Je devrais commencer par dire combien je l’aimais, de quelle façon et à quel point, avec quelle sorte d’incompréhension.
Edgar était le frère le plus âgé de mon père, né dans les années quatre-vingts du dix-neuvième siècle, au temps où la reine Victoria devint impératrice d’Inde. Lorsque pour la première fois il vint vivre avec nous, j’avais environ dix ans, et il était au coeur de la cinquantaine. Toutefois, je le pensais sans âge. Non pas immuable, certainement pas immortel, mais sans âge parce qu’ancré dans nulle époque, passée ou à venir.
Et donc, en tant qu’enfant, je pouvais l’aimer comme mon égal. Ce que je fis. D’après les critères avec lesquels j’étais éduqué, c’était un raté. Sans le sou, pas marié, sans possession aucune, apparemment sans ambition. Il s’occupait d’un très modeste bureau de placement à South Croydon.
Sa passion principale consistait à écrire (et recevoir) des lettres. Il écrivait à des correspondants, aux membres éloignés de la famille, à des étrangers, et à des personnes rencontrées une fois au cours de ses voyages. Sur sa table de toilette, il y avait toujours un carnet de timbres. Ce qu’il savait ou subodorait du monde me fascinait. Et en tant qu’adolescent, j’adorais sa vision différente, son intransigeance royale et délabrée. Nous nous embrassions ou nous touchions rarement, notre contact le plus intime s’effectuait au travers de cadeaux. Trois décennies durant, nos cadeaux se conformèrent à une même loi tacite, non écrite : tout cadeau se devait d’être petit, inhabituel, et satisfaire à une appétence particulière connue chez l’autre.
Voici une liste désordonnée de quelques cadeaux que nous échangeâmes :
— Un coupe-papier
— Un paquet de galettes bretonnes
— Une carte de l’Islande
— Une paire de lunettes de motard
—Une édition bon marché de L’Éthique de Spinoza
— Une douzaine et demie d’huîtres de Whitstable
— Une biographie de Dickens
— Une boîte d’allumettes pleine de sable d’Égypte
— Une bouteille de tequila, l’eau-de-vie du désert du Mexique
Et (alors qu’il était mourant à l’hôpital) une large et flamboyante cravate de soie, que j’ai passée autour du col de la veste de son pyjama de flanelle à rayures, riant pour ne pas avoir à hurler. Lui aussi sachant pourquoi je riais.

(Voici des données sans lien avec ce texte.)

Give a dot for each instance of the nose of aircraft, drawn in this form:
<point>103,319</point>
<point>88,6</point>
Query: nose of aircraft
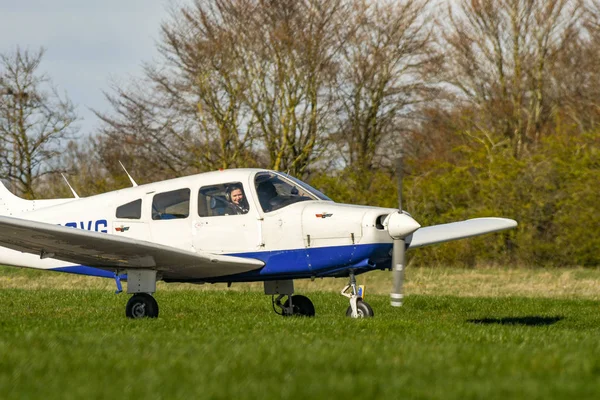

Je l’ai aimé aussi pour son flegme. En général et par principe, il croyait que le meilleur était à venir. Une croyance bien difficile à admettre au cours du vingtième siècle, si l’on ne fermait pas les yeux. Et il portait par-devers lui, partout, trois paires de lunettes – chacune avec des verres différents. Il auscultait tout. Il est mort en 1972.